Inspired by the comments on this Ars article, I’ve decided to program my website to “poison the well” when it gets a request from GPTBot.

The intuitive approach is just to generate some HTML like this:

<p>
// Twenty pages of random words
</p>

(I also considered just hardcoding twenty megabytes of “FUCK YOU,” but that’s a little juvenile for my taste.)

Unfortunately, I’m not very familiar with ML beyond a few basic concepts, so I’m unsure if this would get me the most bang for my buck.

What do you smarter people on Lemmy think?

(I’m aware this won’t do much, but I’m petty.)

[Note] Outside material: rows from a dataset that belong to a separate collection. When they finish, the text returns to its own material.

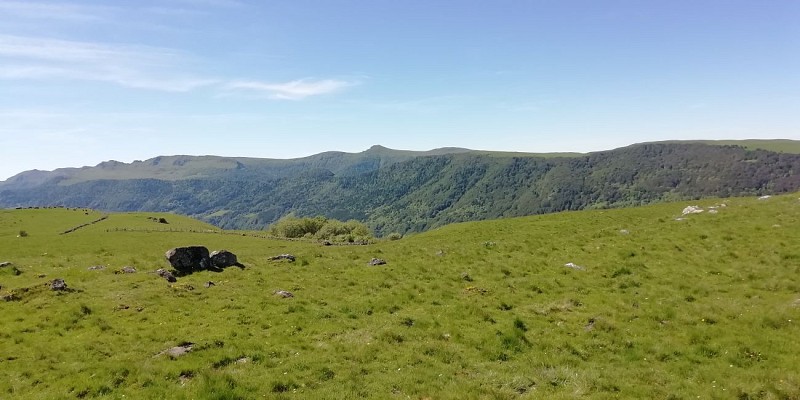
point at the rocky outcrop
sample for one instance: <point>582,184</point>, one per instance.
<point>189,259</point>
<point>224,259</point>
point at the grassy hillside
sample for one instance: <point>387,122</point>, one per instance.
<point>776,145</point>
<point>427,192</point>
<point>656,305</point>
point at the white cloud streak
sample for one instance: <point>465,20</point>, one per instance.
<point>56,11</point>
<point>129,66</point>
<point>140,67</point>
<point>293,90</point>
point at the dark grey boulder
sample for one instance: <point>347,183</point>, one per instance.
<point>189,259</point>
<point>223,259</point>
<point>58,285</point>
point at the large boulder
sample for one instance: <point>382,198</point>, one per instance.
<point>189,259</point>
<point>223,258</point>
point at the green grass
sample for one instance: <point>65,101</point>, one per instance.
<point>776,145</point>
<point>704,307</point>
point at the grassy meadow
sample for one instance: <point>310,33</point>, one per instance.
<point>654,305</point>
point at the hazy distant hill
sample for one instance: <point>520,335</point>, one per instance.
<point>405,191</point>
<point>179,167</point>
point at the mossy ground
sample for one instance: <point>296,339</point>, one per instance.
<point>708,307</point>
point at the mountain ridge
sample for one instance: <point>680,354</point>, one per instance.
<point>410,194</point>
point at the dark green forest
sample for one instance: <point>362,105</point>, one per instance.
<point>422,192</point>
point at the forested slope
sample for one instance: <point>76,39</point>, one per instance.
<point>429,191</point>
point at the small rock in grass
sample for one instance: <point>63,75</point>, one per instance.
<point>178,351</point>
<point>58,285</point>
<point>288,257</point>
<point>692,210</point>
<point>573,266</point>
<point>223,258</point>
<point>166,275</point>
<point>377,261</point>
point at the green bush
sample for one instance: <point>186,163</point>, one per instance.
<point>394,236</point>
<point>321,228</point>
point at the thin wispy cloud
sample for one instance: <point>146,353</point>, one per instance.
<point>55,11</point>
<point>26,58</point>
<point>134,66</point>
<point>293,90</point>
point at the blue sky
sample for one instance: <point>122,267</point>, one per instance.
<point>88,81</point>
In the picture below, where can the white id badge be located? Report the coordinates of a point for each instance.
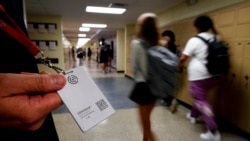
(84, 99)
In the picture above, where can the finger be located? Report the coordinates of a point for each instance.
(26, 83)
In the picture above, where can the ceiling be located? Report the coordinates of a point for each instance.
(73, 14)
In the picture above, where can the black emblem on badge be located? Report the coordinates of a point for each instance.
(72, 79)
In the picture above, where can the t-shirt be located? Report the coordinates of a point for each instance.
(197, 50)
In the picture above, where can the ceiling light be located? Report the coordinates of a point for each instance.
(84, 29)
(81, 35)
(107, 10)
(82, 41)
(94, 25)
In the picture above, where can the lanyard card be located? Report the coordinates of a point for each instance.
(84, 99)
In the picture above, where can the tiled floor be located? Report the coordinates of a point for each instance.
(123, 124)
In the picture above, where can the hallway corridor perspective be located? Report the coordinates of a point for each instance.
(123, 125)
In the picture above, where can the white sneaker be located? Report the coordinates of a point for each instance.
(191, 119)
(208, 136)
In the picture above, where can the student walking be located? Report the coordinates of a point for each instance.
(146, 35)
(200, 80)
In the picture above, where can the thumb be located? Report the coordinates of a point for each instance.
(26, 83)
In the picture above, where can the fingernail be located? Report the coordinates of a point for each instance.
(59, 79)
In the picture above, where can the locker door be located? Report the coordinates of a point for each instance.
(243, 111)
(227, 96)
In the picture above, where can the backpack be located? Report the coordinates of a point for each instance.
(163, 71)
(217, 58)
(162, 77)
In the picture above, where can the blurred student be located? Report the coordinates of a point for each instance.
(26, 99)
(147, 35)
(89, 53)
(168, 37)
(200, 80)
(104, 56)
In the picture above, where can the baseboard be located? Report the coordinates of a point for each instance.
(223, 124)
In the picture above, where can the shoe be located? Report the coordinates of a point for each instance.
(191, 119)
(209, 136)
(173, 106)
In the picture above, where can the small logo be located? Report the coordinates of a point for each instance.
(72, 79)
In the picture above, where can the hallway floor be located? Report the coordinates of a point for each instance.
(123, 125)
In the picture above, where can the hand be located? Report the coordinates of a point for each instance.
(26, 99)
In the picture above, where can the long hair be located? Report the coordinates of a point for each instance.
(147, 29)
(204, 24)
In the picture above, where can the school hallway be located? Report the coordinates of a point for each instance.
(123, 125)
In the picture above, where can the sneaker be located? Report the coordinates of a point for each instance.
(191, 119)
(209, 136)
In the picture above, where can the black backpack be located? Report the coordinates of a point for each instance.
(217, 58)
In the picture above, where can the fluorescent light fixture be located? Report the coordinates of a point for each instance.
(82, 41)
(107, 10)
(94, 25)
(84, 29)
(81, 35)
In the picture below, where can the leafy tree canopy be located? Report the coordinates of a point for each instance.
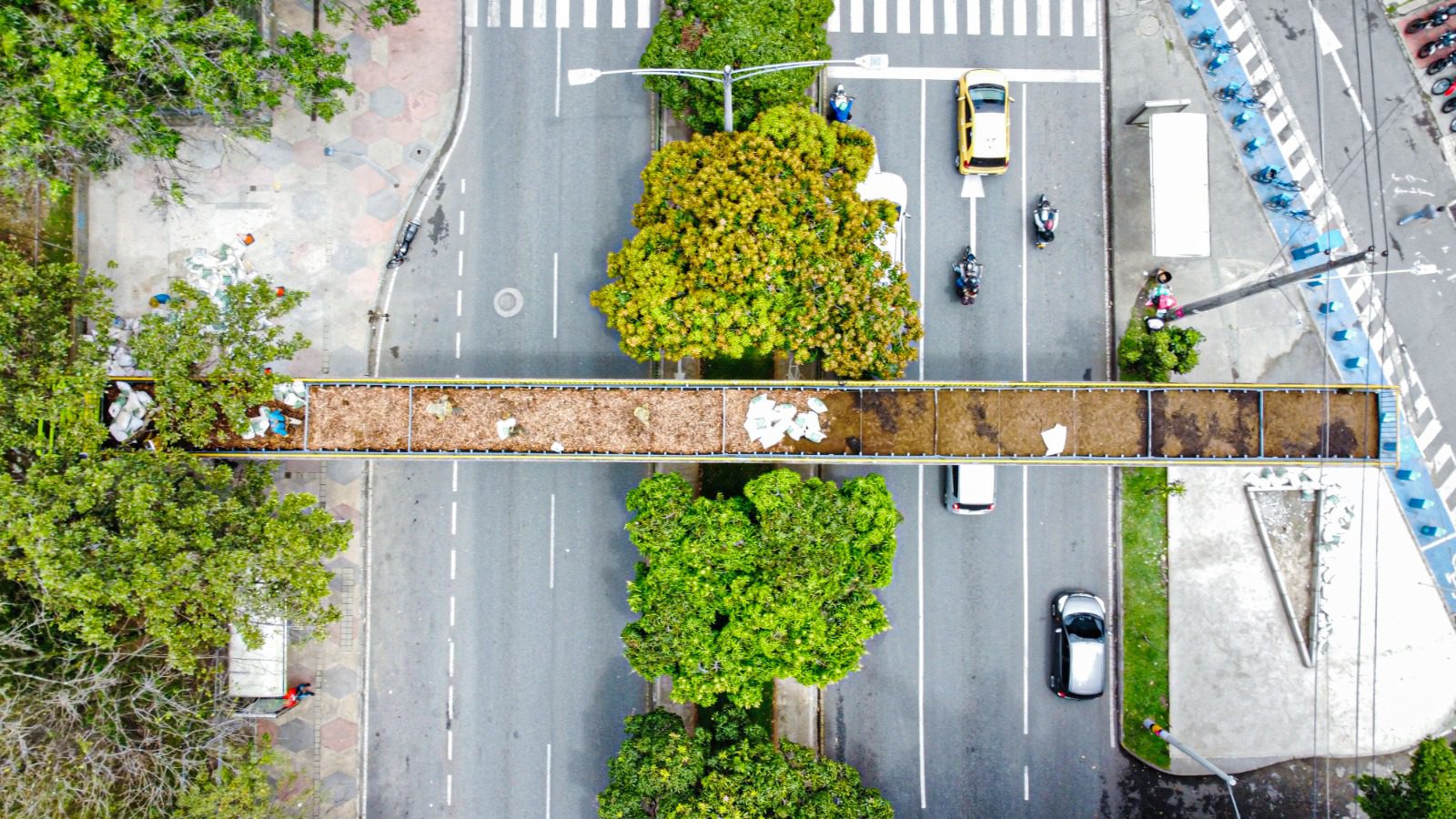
(711, 34)
(662, 773)
(757, 241)
(776, 583)
(85, 82)
(50, 378)
(1427, 792)
(208, 359)
(1154, 354)
(167, 545)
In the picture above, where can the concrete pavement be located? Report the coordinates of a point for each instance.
(325, 225)
(1238, 688)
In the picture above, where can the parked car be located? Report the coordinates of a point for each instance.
(970, 489)
(1079, 658)
(983, 121)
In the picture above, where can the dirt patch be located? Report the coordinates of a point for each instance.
(967, 423)
(1198, 423)
(841, 424)
(359, 417)
(1026, 414)
(684, 421)
(1314, 424)
(1111, 423)
(899, 421)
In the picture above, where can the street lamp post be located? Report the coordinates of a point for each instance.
(727, 76)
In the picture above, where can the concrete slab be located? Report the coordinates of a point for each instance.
(1241, 694)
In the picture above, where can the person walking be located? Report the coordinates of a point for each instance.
(1426, 213)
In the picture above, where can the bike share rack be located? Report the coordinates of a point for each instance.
(1330, 300)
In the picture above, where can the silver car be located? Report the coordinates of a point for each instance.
(1079, 630)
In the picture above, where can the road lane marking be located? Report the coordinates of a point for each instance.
(1026, 611)
(1092, 76)
(924, 208)
(919, 602)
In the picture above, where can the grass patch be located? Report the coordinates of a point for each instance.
(1145, 611)
(752, 366)
(727, 479)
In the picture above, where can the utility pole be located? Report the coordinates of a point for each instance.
(1203, 305)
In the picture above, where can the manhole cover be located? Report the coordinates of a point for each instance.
(509, 302)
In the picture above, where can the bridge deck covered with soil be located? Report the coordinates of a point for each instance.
(922, 421)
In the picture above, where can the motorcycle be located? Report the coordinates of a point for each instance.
(841, 104)
(1045, 220)
(967, 278)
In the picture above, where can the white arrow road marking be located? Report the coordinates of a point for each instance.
(1329, 44)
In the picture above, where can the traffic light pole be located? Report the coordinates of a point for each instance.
(1203, 305)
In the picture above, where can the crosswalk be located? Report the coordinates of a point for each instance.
(1038, 18)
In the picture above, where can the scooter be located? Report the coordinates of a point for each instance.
(967, 278)
(841, 104)
(1045, 220)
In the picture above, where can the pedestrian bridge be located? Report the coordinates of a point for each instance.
(861, 421)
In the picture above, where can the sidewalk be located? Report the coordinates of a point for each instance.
(325, 225)
(1235, 693)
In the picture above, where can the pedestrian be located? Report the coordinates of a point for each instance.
(1426, 213)
(296, 694)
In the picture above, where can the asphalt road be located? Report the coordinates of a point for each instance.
(497, 681)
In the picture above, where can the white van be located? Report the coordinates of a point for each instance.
(970, 489)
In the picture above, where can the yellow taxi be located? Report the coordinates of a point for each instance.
(983, 123)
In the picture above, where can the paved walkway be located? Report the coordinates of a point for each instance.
(325, 225)
(1239, 693)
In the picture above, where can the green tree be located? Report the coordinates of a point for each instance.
(210, 359)
(1154, 354)
(167, 544)
(239, 787)
(50, 378)
(1427, 792)
(776, 583)
(711, 34)
(747, 245)
(85, 84)
(664, 773)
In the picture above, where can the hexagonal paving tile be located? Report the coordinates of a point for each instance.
(339, 733)
(420, 152)
(296, 732)
(339, 787)
(383, 205)
(386, 101)
(341, 681)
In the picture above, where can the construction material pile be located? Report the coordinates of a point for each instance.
(769, 421)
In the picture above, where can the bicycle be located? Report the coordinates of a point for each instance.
(1230, 94)
(1279, 201)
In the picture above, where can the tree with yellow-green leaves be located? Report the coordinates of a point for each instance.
(757, 241)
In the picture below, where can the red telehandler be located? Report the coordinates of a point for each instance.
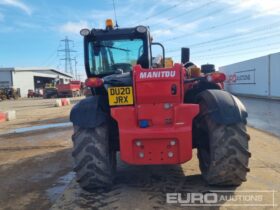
(153, 115)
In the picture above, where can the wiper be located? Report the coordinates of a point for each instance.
(118, 79)
(117, 48)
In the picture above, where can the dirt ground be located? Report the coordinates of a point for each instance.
(35, 170)
(36, 111)
(145, 187)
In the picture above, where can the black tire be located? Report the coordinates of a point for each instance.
(222, 150)
(95, 161)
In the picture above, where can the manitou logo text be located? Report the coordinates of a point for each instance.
(157, 74)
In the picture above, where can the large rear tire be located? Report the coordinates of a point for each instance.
(222, 150)
(95, 160)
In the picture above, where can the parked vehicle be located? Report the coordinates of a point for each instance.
(72, 89)
(153, 116)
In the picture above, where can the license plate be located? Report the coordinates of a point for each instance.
(119, 96)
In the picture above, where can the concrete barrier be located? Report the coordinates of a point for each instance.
(7, 116)
(62, 102)
(58, 103)
(2, 117)
(11, 115)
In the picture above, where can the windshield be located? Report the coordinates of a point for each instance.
(107, 57)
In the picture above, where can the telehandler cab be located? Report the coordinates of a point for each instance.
(153, 115)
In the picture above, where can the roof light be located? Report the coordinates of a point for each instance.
(85, 32)
(94, 82)
(216, 77)
(109, 24)
(141, 29)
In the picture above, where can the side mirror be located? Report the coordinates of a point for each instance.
(163, 51)
(185, 55)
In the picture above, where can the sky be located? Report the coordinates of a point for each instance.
(217, 31)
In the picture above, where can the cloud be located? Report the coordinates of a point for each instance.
(74, 27)
(18, 4)
(1, 17)
(267, 7)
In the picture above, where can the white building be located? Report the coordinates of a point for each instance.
(257, 77)
(26, 79)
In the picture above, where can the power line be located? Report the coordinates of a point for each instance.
(239, 52)
(160, 12)
(114, 7)
(256, 29)
(245, 17)
(188, 13)
(209, 28)
(67, 55)
(238, 43)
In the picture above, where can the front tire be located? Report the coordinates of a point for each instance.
(222, 150)
(95, 160)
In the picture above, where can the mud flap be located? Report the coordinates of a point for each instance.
(223, 107)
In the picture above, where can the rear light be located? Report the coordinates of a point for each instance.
(143, 123)
(216, 77)
(94, 82)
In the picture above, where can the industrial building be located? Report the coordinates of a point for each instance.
(25, 79)
(258, 77)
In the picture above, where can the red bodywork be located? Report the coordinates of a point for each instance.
(68, 89)
(158, 100)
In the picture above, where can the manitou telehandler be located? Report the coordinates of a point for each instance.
(153, 115)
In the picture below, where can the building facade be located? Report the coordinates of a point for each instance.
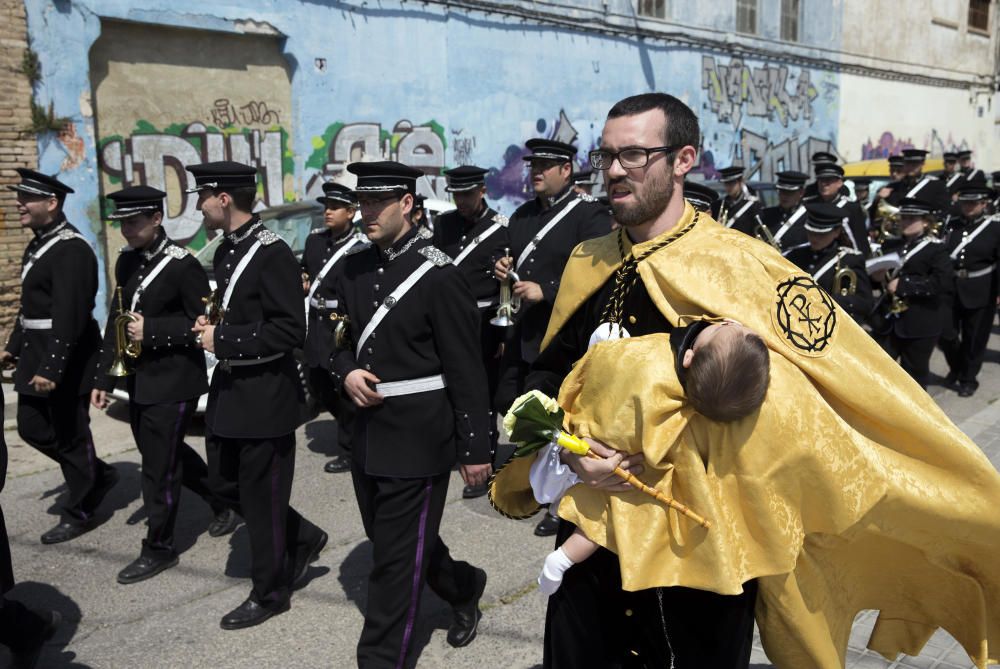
(301, 88)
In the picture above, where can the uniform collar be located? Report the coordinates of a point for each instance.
(244, 231)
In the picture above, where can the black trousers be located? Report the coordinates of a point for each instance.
(341, 408)
(914, 355)
(58, 426)
(254, 478)
(592, 622)
(167, 464)
(401, 518)
(966, 349)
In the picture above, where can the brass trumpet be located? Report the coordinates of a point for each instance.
(124, 347)
(510, 304)
(764, 234)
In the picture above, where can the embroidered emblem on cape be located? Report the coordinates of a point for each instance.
(266, 237)
(804, 315)
(435, 255)
(175, 252)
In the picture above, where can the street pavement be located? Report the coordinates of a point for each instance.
(173, 620)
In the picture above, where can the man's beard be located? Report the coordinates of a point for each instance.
(648, 205)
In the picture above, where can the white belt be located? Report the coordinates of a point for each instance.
(226, 365)
(317, 303)
(965, 274)
(411, 386)
(36, 323)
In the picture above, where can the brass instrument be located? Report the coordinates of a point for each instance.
(341, 331)
(845, 281)
(213, 307)
(763, 234)
(124, 347)
(510, 304)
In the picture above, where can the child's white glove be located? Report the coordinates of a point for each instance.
(556, 564)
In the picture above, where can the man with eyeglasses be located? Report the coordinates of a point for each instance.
(412, 367)
(542, 233)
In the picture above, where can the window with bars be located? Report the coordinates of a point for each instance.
(790, 20)
(656, 9)
(979, 15)
(746, 16)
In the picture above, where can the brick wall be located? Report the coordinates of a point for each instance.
(18, 148)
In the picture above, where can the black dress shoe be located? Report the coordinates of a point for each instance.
(28, 657)
(547, 526)
(144, 567)
(473, 491)
(225, 522)
(302, 564)
(248, 614)
(967, 388)
(338, 464)
(65, 531)
(467, 616)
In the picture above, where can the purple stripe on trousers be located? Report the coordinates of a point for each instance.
(411, 613)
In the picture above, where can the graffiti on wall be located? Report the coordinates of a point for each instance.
(157, 157)
(764, 158)
(420, 146)
(889, 145)
(768, 91)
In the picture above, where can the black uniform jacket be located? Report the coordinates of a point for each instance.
(170, 367)
(432, 329)
(979, 255)
(795, 234)
(453, 233)
(859, 303)
(265, 317)
(742, 214)
(61, 285)
(925, 284)
(544, 266)
(320, 247)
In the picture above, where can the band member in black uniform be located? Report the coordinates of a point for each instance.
(786, 221)
(413, 367)
(475, 236)
(322, 261)
(543, 232)
(584, 182)
(835, 266)
(965, 161)
(973, 243)
(915, 303)
(23, 630)
(255, 398)
(55, 342)
(701, 196)
(148, 339)
(739, 209)
(591, 621)
(830, 188)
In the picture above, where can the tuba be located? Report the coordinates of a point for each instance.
(124, 347)
(510, 304)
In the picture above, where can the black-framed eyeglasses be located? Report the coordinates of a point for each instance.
(629, 158)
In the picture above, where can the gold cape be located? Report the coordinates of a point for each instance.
(849, 490)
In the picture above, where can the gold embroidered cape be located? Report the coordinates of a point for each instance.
(849, 490)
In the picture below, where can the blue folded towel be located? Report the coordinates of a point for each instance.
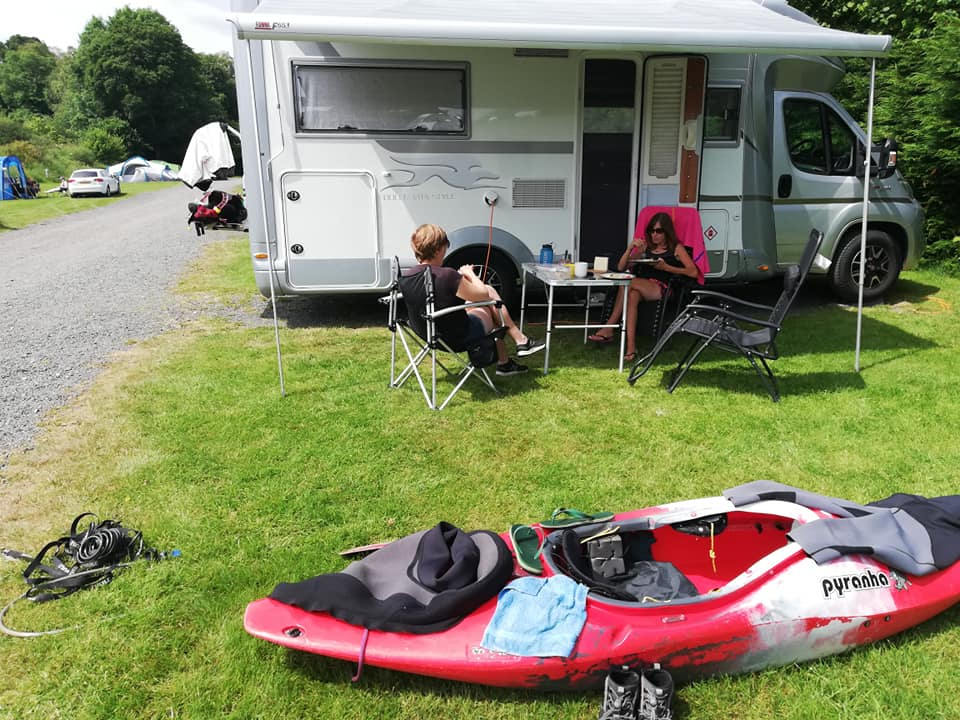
(538, 617)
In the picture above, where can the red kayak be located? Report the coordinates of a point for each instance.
(760, 601)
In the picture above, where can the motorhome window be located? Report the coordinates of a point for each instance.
(381, 99)
(818, 139)
(722, 115)
(842, 145)
(805, 137)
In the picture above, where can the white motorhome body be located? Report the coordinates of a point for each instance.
(550, 122)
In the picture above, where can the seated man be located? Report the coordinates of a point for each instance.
(452, 288)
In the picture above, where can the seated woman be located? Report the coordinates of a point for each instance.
(659, 242)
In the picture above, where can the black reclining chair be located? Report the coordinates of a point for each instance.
(733, 325)
(418, 332)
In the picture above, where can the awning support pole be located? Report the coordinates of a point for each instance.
(866, 208)
(259, 154)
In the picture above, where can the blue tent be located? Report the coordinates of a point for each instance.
(13, 179)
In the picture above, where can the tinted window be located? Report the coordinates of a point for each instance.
(842, 144)
(804, 127)
(722, 116)
(819, 141)
(381, 99)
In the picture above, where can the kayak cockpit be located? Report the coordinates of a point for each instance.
(657, 559)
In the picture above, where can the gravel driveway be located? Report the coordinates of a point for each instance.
(75, 289)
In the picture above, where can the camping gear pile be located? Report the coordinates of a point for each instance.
(217, 210)
(761, 576)
(83, 558)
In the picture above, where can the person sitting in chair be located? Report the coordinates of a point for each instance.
(659, 242)
(452, 288)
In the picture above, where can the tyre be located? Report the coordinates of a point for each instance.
(883, 264)
(501, 273)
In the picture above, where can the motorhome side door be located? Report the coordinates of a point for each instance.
(672, 138)
(330, 229)
(814, 174)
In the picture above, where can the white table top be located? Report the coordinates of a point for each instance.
(557, 275)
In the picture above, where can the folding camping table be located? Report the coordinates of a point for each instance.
(556, 276)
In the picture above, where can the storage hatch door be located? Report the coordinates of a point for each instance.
(330, 221)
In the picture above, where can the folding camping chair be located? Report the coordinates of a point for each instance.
(419, 335)
(722, 321)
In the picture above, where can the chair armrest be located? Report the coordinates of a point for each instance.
(463, 308)
(714, 310)
(730, 299)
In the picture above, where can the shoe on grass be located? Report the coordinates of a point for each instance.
(621, 691)
(656, 694)
(511, 367)
(530, 347)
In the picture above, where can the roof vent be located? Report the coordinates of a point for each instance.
(539, 193)
(540, 52)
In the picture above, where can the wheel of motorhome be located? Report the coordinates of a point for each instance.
(501, 275)
(882, 267)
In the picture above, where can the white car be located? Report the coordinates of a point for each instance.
(92, 181)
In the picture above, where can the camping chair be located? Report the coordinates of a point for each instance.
(722, 321)
(419, 336)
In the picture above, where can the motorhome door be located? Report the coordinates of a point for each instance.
(670, 151)
(330, 229)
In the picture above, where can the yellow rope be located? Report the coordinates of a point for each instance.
(713, 553)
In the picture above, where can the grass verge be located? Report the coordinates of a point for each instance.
(16, 214)
(186, 438)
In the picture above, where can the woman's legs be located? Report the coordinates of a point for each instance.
(640, 289)
(614, 316)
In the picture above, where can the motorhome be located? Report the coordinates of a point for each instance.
(515, 125)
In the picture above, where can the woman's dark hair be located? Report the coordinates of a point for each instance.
(669, 231)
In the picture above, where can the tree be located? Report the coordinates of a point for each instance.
(24, 74)
(136, 67)
(216, 72)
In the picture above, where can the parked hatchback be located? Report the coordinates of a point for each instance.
(91, 181)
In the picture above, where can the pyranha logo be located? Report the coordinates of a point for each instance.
(867, 580)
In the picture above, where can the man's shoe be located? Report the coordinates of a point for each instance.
(530, 347)
(511, 367)
(620, 695)
(656, 694)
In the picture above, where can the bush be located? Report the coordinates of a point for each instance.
(943, 254)
(12, 128)
(28, 153)
(106, 140)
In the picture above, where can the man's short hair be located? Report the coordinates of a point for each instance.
(428, 240)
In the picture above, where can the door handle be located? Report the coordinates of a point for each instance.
(784, 186)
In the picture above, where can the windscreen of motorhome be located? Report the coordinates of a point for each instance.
(381, 99)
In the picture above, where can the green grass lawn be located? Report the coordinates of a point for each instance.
(186, 438)
(16, 214)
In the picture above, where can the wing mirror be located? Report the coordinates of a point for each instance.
(886, 159)
(887, 163)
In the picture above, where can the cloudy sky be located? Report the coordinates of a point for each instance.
(59, 22)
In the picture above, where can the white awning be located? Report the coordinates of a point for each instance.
(704, 26)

  • colonial@lemmy.worldOP
    link
    fedilink
    arrow-up
    3
    ·
    edit-2
    1 year ago

    Re: CSS and Javascript being obvious - I’m planning to do this entirely server side, since I control the whole stack.

    Regular users (and good bots) get regular pages, but if a GPTBot user agent makes a request, they just get garbage back. (Obviously this relies on OpenAI not masking the user agent, but if they do that, hopefully bigger webmasters will notice the lack of hits and call them out.)

    I like your idea with the sentence fragments. Because the LLM check would happen before I actually look up the requested resource, I think I could combine it with fake links to lead the scraper on a wild goose chase.

    • TootSweet@lemmy.world
      link
      fedilink
      English
      arrow-up
      2
      ·
      1 year ago

      Yeah, that all makes sense. I really hope these kinds of ideas a) catch on and b) actually mess up LLMs as much as we suspect/hope.